Page last updated at 16:02 GMT, Friday, 25 July 2008 17:02 UK

Fresh US sanctions for Zimbabwe

Zimbabweans reading a newspaper in Johannesburg, South Africa (30 June 2008)
There has been widespread condemnation of Mugabe's regime

The US has imposed new sanctions on Zimbabwe, accusing President Robert Mugabe of heading an "illegitimate" government that sponsors violence.

US President George W Bush signed an executive order expanding restrictions against individuals and organisations linked to Mr Mugabe's government.

Mr Bush said the sanctions were a "direct result" of government actions.

Mr Mugabe's Zanu-PF party has begun power-sharing talks with the opposition in an effort to end a political crisis.

The president was re-elected with a landslide majority in June's presidential vote, a poll boycotted by the opposition Movement for Democratic Change (MDC), which said its supporters have been subjected to a state-sponsored campaign of violence.

Aid ready

In a statement issued by the White House, Mr Bush said he approved action against Mr Mugabe's government after the Zimbabwean leader continually ignored international pressure to stop election-related violence.

The new sanctions will affect 17 Zimbabwean companies with links to the government - including the Agricultural Development Bank of Zimbabwe, and will ban US citizens from doing business with them.

Robert Mugabe (L) and Morgan Tsvangirai shake hands at the signing of a deal in Harare, 21 July 2008
Mr Mugabe and Mr Tsvangirai shook hands at their first meeting in a decade
"No regime should ignore the will of its own people and calls from the international community without consequences," Mr Bush said.

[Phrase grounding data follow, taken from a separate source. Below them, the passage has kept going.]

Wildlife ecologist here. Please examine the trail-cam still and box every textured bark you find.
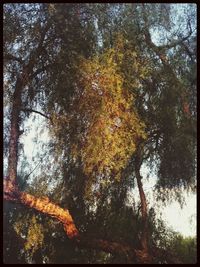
[4,180,79,239]
[19,192,79,239]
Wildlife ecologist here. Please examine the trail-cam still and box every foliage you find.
[13,214,44,259]
[67,39,148,197]
[145,207,197,264]
[3,3,196,264]
[169,235,197,263]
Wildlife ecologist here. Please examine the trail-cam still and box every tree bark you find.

The move expands the list of Zimbabwan companies and individuals banned from dealing with the US to more than 250, after sanctions were first imposed in 2003.

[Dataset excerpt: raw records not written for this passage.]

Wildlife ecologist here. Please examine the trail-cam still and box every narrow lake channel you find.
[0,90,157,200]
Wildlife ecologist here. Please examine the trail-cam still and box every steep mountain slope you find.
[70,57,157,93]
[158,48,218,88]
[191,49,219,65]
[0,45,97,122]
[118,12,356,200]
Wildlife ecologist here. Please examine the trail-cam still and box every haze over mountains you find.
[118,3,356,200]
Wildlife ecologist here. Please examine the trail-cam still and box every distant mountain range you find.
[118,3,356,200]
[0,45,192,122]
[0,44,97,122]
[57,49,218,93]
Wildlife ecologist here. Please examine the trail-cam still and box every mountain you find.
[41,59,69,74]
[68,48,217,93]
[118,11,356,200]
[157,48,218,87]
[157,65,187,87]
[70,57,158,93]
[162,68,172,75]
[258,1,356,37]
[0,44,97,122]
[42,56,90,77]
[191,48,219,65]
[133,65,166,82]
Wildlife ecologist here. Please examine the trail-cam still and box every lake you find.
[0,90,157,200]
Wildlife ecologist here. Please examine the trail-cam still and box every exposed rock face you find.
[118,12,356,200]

On Tuesday, the European Union also expanded its list of allies of Mr Mugabe subject to travel and business restrictions.

Mr Bush added that he hoped the talks between Mr Mugabe and opposition leader Morgan Tsvangirai, currently underway in South Africa, would "result in a new government that reflects the will of the Zimbabwean people".

If so, the US would be ready to provide "a substantial assistance package, development aid, and normalisation with international financial institutions," Mr Bush said.

Mr Mugabe and Mr Tsvangirai shook hands on Monday as they signed a memorandum paving the way for talks.

It was the two men's first meeting in a decade.

The MDC says at least 120 of its supporters have been killed, about 5,000 abducted and 200,000 forced from their homes since the first round of the elections, in a campaign of violence by pro-Mugabe militias and the army.

Cabinet ministers and military officials have denied the charges.